3.5 Video Analysis and Spatial Analysis

Key Takeaways

Azure AI Video Indexer extracts audio insights (transcription, translation, speaker ID, sentiment, topics) and visual insights (faces, scenes, shots, OCR, objects, brands) from uploaded video.
Video Indexer is asynchronous: upload returns a video id, then you poll the Index endpoint until processing completes before reading insights JSON.
Spatial Analysis runs as a Docker container on Azure IoT Edge, processing camera RTSP streams locally and sending only aggregated events to the cloud.
Spatial Analysis operations include PersonCount, PersonCrossingLine, PersonCrossingPolygon, PersonDistance, and PersonZoneDwellTime, configured with zones or lines in normalized 0-1 coordinates.
Spatial Analysis is privacy-by-design: it represents people as bounding boxes, performs no facial recognition, and discards frames after processing.

Last updated: June 2026

Quick Answer: Video Indexer mines uploaded video for transcripts, faces, scenes, topics, brands, and on-screen text — asynchronously. Spatial Analysis analyzes live camera feeds at the edge to count people, detect line/zone crossings, measure distance, and track dwell time.
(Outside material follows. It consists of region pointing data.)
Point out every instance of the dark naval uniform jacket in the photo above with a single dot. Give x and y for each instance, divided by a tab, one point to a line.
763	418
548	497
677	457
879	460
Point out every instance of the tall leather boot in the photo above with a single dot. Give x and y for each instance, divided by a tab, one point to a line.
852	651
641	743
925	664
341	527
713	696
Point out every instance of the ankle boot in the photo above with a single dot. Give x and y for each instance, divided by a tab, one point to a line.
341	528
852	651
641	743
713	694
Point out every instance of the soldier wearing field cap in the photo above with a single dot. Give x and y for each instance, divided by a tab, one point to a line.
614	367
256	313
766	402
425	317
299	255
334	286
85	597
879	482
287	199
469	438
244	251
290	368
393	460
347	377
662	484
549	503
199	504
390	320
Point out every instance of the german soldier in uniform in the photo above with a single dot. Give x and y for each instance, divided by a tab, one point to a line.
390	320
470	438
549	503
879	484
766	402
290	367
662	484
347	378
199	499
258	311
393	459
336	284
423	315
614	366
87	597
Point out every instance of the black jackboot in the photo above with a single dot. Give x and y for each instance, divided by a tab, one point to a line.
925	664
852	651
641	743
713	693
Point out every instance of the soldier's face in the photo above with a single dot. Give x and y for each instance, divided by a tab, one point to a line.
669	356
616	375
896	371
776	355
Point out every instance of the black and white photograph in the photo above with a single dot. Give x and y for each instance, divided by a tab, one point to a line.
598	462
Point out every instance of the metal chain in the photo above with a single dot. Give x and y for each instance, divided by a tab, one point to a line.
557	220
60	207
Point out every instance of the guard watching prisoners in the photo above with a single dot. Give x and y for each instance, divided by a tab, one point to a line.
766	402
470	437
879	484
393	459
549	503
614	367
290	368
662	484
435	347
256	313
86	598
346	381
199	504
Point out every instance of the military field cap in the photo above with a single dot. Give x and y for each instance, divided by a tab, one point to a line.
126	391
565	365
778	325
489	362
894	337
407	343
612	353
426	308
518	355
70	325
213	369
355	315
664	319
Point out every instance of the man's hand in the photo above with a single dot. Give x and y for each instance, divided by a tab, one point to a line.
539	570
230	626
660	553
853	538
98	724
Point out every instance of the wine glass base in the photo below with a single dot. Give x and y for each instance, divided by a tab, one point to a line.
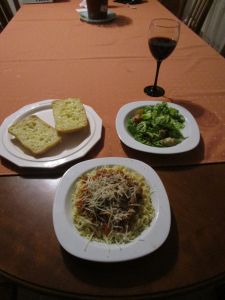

Spatial Analysis runs as an IoT Edge container and does no facial recognition.

Azure AI Video Indexer

Video Indexer is a multi-model pipeline that produces a single rich insights JSON. Insights split into audio and visual.

Audio insights

Insight	Description
Transcription	Speech-to-text of all spoken content
Translation	Translate the transcript to other languages
Speaker identification	Distinguish individual speakers
Sentiment	Positive/neutral/negative tone over time
Audio effects	Clapping, silence, crowd noise
Topics & keywords	Discussion topics from the transcript

Visual insights

Insight	Description
Face detection	Locate (and optionally name) faces over time
Scene & shot detection	Segment boundaries and camera cuts
OCR	Text burned into frames (signs, captions)
Object & brand detection	Recognize objects and logos
Thumbnail extraction	Representative keyframes

Asynchronous workflow and access tokens

Video Indexer is not synchronous. You first obtain an access token from the Authorization API (Account, User, Project, or Video scope; tokens expire after about an hour). You then upload, receive a video id, and poll the Index endpoint until state == "Processed" before reading insights.

import requests
up = (f"https://api.videoindexer.ai/{location}/Accounts/{account_id}/Videos"
      f"?name=demo&privacy=Private&accessToken={token}")
video_id = requests.post(up, files={"file": open("video.mp4", "rb")}).json()["id"]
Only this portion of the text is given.